Our analysis indicates that maintaining a stable clipping ratio can mitigate the risk of converging to sub-optimal outcomes. By ensuring consistent clipping proportions, the algorithm can effectively balance policy exploration and policy optimization, facilitating more stable and efficient learning over time. Thus, maintaining a stable clipping proportion can effectively reduce the likelihood of converging to sub-optimal results.

5.4.2 Effect on Policy Performance

If all agents on one mission cannot make the ball reach the left of the global space before reaching the maximum stride length, the game will end directly. In the context of reinforcement learning, shorter episode lengths often indicate faster convergence. The agent is able to achieve its goal more efficiently within fewer steps. Therefore, we can judge whether the task has been successfully completed by the step size being used in one episode. Furthermore, the relationship between the stability and the success rate is analyzed. A stable algorithm may exhibit stable success rate, and fluctuations indicate instability or inefficiencies in learning. Changes in success rate indicate the learning dynamics of the algorithm, which could be influenced by factors such as exploration strategies, reward structures, or environmental complexities. By qualitatively analyzing the variations in success rate, the algorithm's stability can be inferred.

Figure 6 plots the average episode length, average episode return and success rate during training, respectively. Tables 2 and 3 show the numerical results after 5000 episodes.

Table 2 Numerical results of MAPPO, MAPPO-RB, MAPPOS, MP-MAPPO and MAPPO-ALR with 15 agents

Full size table

Table 3 Numerical results of MAPPO, MAPPO-RB, MAPPOS, MP-MAPPO and MAPPO-ALR with 20 agents

Full size table

In the case of low environmental complexity (i.e. 15 pistons), all methods demonstrate successful policy learning. The decline rates of the average episode length curves can be used to estimate the learning efficiency of algorithms. From Fig. 6a we can see that the proposed method exhibits the most rapid decline, indicating the highest learning efficiency. Figure 6c illustrates the average episode return, showcasing that MAPPO-ALR achieves the highest overall reward among the methods when dealing with 15 agents. Moreover, Fig. 6e highlights that MAPPO-ALR achieves the highest average success rate, nearing 50% after 5000 episodes in the case of 15 agents. But when it comes to a more complex environment (i.e. 20 pistons), Fig. 6b, d, f show that both MP-MAPPO, MAPPO-RB and MAPPO struggle to learn effective policies. After 5000 episodes, MAPPO-ALR's performance is on par with MAPPOS. In general, MAPPO-ALR demonstrates adaptability to complex environments (more agents). For a more detailed examination of the training processes, Fig. 7 presents the loss function curves defined in Eqs. (19), (20), and (23) for all five methods. These curves provide additional insights into the training dynamics.
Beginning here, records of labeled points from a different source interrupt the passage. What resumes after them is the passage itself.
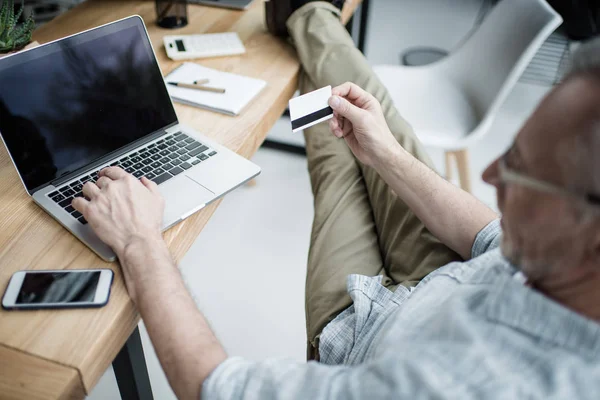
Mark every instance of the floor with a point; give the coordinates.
(246, 270)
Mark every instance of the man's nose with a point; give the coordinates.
(490, 175)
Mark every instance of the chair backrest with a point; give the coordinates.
(490, 63)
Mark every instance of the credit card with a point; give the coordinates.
(310, 109)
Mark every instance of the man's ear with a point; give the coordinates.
(595, 243)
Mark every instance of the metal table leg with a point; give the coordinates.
(130, 370)
(364, 21)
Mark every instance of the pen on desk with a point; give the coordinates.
(197, 87)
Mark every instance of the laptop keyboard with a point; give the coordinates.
(159, 162)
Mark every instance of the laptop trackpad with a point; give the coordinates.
(182, 195)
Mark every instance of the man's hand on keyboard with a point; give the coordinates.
(121, 209)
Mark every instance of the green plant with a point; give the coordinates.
(13, 37)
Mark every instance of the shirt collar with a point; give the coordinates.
(526, 309)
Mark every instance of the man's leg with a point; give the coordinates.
(360, 225)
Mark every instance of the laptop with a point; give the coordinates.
(95, 99)
(235, 4)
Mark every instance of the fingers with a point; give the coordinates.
(113, 173)
(80, 204)
(335, 128)
(352, 92)
(90, 190)
(346, 109)
(102, 181)
(152, 186)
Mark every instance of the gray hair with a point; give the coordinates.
(586, 59)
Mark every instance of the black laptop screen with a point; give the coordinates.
(69, 103)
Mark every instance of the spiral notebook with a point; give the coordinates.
(239, 90)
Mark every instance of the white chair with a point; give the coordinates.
(453, 102)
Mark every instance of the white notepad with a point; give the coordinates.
(239, 90)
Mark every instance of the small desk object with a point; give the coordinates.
(62, 354)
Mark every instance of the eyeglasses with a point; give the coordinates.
(508, 175)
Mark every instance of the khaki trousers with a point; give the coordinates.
(361, 226)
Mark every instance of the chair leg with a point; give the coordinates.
(462, 161)
(448, 156)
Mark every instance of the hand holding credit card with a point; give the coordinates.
(355, 116)
(310, 109)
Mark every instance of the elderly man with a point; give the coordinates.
(408, 294)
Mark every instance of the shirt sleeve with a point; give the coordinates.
(239, 379)
(487, 239)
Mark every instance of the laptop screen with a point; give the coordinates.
(71, 102)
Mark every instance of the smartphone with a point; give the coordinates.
(31, 290)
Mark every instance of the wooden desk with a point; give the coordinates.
(63, 354)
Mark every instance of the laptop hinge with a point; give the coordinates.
(115, 154)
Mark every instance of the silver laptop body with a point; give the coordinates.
(235, 4)
(76, 105)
By effectively balancing policy stability and update efficiency, the MAPPO-ALR method can adapt more efficiently to varying environmental conditions. Additionally, the MAPPO-ALR demonstrates robust adaptability to environmental complexity, especially when confronted with scenarios involving a higher number of agents. This adaptability is attributed to the ALR mechanism's ability to dynamically adjust policy updates based on the likelihood ratio's stability when it is in close proximity to the clipping boundaries, ensuring efficient learning across diverse scenarios.

5.4.3 Effect of the Activation Likelihood Ratio

In order to further substantiate the pivotal role of the activated likelihood ratio introduced in Eq. (11), we conducted experiments by applying the same activated likelihood ratio to MAPPO and MAPPO-RB, resulting in the MAPPO + ALR and MAPPO-RB + ALR algorithms. The modified clipping functions for MAPPO + ALR and MAPPO-RB + ALR are as follows. The results obtained from comparing MAPPO + ALR and MAPPO-RB + ALR with traditional MAPPO and MAPPO-RB are shown in Tables 4 and 5, as well as Fig. 8.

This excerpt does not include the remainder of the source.